STT/doc/playbook/TRAINING.md
2021-05-04 22:50:22 +03:00

369 lines
20 KiB
Markdown

[Home](README.md) | [Previous - Setting up your Coqui STT training environment](ENVIRONMENT.md) | [Next - Testing and evaluating your trained model](TESTING.md)
# Training a Coqui STT model
## Contents
- [Training a Coqui STT model](#training-a-coqui-stt-model)
* [Contents](#contents)
* [Making training files available to the Docker container](#making-training-files-available-to-the-docker-container)
* [Running training](#running-training)
+ [Specifying checkpoint directories so that you can restart training from a checkpoint](#specifying-checkpoint-directories-so-that-you-can-restart-training-from-a-checkpoint)
- [Advanced checkpoint configuration](#advanced-checkpoint-configuration)
* [How checkpoints are stored](#how-checkpoints-are-stored)

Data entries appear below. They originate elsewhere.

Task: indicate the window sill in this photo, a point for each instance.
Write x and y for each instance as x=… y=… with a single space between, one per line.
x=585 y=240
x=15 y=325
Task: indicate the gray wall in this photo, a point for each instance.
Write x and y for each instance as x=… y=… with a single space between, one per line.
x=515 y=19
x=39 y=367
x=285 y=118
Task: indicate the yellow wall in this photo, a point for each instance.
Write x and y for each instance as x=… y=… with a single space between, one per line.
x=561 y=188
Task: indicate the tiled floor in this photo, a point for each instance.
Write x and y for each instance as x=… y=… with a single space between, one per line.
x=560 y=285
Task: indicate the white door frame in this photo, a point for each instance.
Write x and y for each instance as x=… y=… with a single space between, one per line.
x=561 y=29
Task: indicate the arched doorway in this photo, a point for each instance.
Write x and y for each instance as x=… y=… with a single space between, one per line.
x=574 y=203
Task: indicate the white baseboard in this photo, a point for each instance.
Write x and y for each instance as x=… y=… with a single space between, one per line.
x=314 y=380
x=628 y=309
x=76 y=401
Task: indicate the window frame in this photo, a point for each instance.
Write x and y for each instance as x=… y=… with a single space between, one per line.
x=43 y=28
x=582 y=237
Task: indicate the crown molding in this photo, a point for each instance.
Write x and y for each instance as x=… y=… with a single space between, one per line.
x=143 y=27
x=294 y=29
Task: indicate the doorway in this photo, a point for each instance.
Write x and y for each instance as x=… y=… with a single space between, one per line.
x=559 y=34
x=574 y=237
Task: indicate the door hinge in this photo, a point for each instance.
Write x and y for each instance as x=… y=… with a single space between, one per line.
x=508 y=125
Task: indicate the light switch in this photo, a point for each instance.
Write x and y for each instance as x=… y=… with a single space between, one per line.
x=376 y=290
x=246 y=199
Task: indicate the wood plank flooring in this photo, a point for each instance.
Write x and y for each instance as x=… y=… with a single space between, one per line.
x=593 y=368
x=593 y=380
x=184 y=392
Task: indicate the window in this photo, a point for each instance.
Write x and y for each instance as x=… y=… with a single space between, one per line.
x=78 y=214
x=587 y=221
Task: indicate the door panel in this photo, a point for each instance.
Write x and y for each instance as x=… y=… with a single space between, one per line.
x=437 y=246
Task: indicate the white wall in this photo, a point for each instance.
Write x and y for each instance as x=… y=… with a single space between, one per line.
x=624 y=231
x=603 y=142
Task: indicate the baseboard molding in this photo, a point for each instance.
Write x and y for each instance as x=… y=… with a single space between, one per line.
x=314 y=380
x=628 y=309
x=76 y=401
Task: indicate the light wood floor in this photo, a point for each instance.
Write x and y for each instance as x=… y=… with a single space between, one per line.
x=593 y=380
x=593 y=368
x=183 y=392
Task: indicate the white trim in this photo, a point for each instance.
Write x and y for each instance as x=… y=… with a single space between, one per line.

* [Managing disk space and checkpoints](#managing-disk-space-and-checkpoints)
* [Different checkpoints for loading and saving](#different-checkpoints-for-loading-and-saving)
+ [Specifying the directory that the trained model should be exported to](#specifying-the-directory-that-the-trained-model-should-be-exported-to)
* [Other useful parameters that can be passed to `train.py`](#other-useful-parameters-that-can-be-passed-to--trainpy-)
+ [`n_hidden` parameter](#-n-hidden--parameter)
+ [Reduce learning rate on plateau (RLROP)](#reduce-learning-rate-on-plateau--rlrop-)
+ [Early stopping](#early-stopping)
+ [Dropout rate](#dropout-rate)
* [Steps and epochs](#steps-and-epochs)
* [Advanced training options](#advanced-training-options)
* [Monitoring GPU use with `nvtop`](#monitoring-gpu-use-with--nvtop-)
* [Possible errors](#possible-errors)
+ [`Failed to get convolution algorithm. This is probably because cuDNN failed to initialize, so try looking to see if a warning log message was printed above.` error when training](#-failed-to-get-convolution-algorithm-this-is-probably-because-cudnn-failed-to-initialize--so-try-looking-to-see-if-a-warning-log-message-was-printed-above--error-when-training)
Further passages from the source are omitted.